The movie is full of similar indulgences, including a tedious sequence about the making of a sword, and, even worse, a dull expository sequence, in which we find out how an American-born woman, Cottonmouth (Lucy Liu), became head of a Japanese crime syndicate. It's rendered as a Japanese anime, with lots of cartoon blood. Mainly, though, the movie is about combat -- with scenes of Thurman kicking with her long legs and holding a sword with two hands, as the bodies pile up in a circle around her.

Heads, arms and legs are cut off, and the blood gushes as from a shower. These dismemberments are not isolated incidents but the substance of the film, a blood-running motif. The centerpiece is a ridiculously overlong and grotesque scene in which the Bride, in pursuit of Cottonmouth, kills and dismembers scores, maybe hundreds, of people. The scene must go on for 30 minutes. It feels even longer.

As the body count mounts, and the blood soaks the floor, "Kill Bill" gradually begins to seem like a deeply neurotic expression hiding behind a screen of genre convention. Among Tarantino's many women with swords, we get Go Go (Chiaki Kuriyama), a 17-year-old in a Catholic school uniform who is Cottonmouth's lethal bodyguard. Whose delicious fantasy is this? And when steel nails penetrate her brain, and her eyes fill with blood, is that supposed to be funny? Or cool? Or arousing?

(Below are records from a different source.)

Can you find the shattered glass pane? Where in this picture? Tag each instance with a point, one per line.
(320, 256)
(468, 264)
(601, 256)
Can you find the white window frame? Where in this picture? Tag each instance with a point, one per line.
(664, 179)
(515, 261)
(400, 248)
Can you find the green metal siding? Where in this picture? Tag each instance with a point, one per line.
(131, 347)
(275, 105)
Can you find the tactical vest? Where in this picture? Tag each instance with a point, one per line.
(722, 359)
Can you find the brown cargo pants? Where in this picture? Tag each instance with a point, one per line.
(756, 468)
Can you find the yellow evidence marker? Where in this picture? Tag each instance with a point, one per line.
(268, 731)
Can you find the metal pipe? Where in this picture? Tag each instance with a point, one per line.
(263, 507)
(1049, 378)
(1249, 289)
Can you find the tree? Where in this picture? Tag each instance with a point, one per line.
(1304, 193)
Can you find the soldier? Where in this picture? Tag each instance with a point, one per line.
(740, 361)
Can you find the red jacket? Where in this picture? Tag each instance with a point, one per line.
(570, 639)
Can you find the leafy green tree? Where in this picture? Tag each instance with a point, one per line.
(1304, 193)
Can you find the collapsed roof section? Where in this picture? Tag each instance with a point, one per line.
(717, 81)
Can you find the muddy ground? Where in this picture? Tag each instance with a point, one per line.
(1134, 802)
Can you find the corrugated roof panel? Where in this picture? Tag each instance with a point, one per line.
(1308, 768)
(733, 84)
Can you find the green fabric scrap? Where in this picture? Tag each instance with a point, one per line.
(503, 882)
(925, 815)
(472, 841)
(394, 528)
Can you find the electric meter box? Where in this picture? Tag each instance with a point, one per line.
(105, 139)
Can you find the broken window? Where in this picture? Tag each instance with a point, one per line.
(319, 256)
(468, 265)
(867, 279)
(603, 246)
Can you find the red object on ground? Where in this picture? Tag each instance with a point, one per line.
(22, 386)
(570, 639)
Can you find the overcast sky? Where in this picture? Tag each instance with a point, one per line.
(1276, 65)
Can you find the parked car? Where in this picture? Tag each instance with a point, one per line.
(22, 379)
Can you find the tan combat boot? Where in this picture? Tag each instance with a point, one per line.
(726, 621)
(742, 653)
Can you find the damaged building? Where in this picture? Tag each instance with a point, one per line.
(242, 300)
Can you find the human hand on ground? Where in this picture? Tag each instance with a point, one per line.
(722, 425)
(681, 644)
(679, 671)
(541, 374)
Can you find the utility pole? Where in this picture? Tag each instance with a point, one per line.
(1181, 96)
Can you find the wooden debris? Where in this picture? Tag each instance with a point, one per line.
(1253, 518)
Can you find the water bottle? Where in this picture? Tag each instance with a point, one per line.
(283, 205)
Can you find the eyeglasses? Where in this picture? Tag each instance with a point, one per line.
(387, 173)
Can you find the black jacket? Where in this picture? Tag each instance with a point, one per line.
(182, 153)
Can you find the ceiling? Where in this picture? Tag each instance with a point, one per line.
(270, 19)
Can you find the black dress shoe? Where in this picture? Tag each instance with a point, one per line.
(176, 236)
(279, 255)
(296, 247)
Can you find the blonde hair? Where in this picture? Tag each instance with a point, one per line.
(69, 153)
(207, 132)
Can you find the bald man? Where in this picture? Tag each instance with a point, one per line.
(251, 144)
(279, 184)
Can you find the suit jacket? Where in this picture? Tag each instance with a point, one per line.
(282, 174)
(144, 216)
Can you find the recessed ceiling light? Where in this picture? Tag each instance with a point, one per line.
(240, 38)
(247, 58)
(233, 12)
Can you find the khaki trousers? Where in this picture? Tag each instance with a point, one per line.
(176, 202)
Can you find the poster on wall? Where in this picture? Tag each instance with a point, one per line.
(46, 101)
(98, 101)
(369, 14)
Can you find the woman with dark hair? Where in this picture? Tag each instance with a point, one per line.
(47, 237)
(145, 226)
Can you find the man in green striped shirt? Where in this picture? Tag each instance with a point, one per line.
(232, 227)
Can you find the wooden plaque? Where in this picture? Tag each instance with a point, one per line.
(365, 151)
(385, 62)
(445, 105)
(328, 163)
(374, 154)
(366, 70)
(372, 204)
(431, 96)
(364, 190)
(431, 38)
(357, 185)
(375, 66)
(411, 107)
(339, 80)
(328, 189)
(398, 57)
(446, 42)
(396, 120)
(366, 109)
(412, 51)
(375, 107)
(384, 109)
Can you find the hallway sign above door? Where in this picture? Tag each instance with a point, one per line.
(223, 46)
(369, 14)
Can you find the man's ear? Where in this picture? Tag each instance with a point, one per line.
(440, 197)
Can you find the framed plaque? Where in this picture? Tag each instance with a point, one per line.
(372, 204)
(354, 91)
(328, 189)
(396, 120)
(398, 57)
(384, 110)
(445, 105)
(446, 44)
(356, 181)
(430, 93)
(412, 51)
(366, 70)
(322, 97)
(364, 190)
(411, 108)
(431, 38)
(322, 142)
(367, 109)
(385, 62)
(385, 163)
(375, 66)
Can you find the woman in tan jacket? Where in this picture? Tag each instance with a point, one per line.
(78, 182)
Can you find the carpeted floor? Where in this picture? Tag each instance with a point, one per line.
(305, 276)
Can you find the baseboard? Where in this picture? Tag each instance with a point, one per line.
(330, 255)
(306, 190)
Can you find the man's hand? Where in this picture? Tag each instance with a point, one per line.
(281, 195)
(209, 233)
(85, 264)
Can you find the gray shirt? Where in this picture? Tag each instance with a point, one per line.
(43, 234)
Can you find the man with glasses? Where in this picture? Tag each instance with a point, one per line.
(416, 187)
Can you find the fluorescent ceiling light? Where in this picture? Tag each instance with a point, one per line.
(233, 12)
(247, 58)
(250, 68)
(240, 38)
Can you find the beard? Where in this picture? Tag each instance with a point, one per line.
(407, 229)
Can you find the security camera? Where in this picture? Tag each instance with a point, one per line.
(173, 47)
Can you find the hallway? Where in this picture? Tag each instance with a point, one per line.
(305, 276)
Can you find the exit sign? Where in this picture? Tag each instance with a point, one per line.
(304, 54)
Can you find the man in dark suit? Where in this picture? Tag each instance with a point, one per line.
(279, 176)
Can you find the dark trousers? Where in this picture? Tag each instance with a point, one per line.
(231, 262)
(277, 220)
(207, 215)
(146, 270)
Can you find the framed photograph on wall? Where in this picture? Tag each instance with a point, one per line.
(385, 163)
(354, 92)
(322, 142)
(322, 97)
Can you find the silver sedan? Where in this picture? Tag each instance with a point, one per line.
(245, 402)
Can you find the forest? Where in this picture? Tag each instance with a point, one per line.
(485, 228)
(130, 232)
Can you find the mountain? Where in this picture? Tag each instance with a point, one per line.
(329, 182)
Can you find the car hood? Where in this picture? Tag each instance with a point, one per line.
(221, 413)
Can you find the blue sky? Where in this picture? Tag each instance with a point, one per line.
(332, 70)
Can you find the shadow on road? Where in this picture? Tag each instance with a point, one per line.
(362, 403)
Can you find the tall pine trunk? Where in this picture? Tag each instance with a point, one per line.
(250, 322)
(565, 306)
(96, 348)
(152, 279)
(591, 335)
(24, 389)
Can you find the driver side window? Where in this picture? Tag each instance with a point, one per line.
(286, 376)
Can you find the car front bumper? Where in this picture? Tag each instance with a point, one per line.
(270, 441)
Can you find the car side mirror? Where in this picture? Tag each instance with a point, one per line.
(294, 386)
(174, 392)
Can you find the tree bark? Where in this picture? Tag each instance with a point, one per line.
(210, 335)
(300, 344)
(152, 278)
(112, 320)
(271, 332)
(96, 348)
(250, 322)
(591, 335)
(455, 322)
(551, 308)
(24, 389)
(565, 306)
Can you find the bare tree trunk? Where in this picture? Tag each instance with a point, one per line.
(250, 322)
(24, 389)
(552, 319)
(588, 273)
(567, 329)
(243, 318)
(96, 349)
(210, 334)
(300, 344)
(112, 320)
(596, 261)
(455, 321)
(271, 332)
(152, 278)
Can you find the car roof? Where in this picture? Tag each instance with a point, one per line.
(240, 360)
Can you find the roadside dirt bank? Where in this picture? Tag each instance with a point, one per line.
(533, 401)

Let's just call it pornography. And let's just admit it's indefensible.

Rating: 5 stars
Summary: great movie...
Review: a lot of people seem to misunderstand director quentin tarantino's motives in the scenes he shows in this film. i've read many people refer this movie as a hong kong action flick, but i believe tarantino rather chose to emulate the japanese anime style rather than the hong kong martial arts style. this can be quite evident to those who have seen the japanese anime (animated series and movies) "ninja scroll." the idea of blood squirting out like a fountain is a common theme in many japanese anime and manga (comics). tarantino makes it also quite obvious when part of the movie turned into an animation. hong kong films are more "crouching tiger, hidden dragon" with people flying around. although there were some incredible acrobatic scenes, i believe tarantino wanted to portray the japanese samurai/anime style.

what the story may lack in a seemingly simplistic plot, tarantino more than makes up for in style and allusion to the japanese anime genre and, of course, the 70's music and theme. the humor is obviously very black, mixing the death and mutilation of people with the cartoon-like gushing of blood everywhere. but like i said, this is to emulate japanese anime.

there are those who abhor and do not find any interest in the japanese anime style. and there are those who are die-hard fans of japanese anime. tarantino took a risk to bring to life what was previously only viewable as cartoons or comics. it's like bringing batman, superman, spiderman, daredevil, x-men, and the hulk to the big screen to americans. what was previously only imagined in the minds of comic artists and cartoon artists, he brought to the big screen. i'm a big fan of japanese anime, and could easily see the allusions to "ninja scroll," "akira," and other great anime. for those new to the genre, they may not understand it and just laugh it off as a bloody action flick with no plot. but i believe that tarantino made a great stylish film.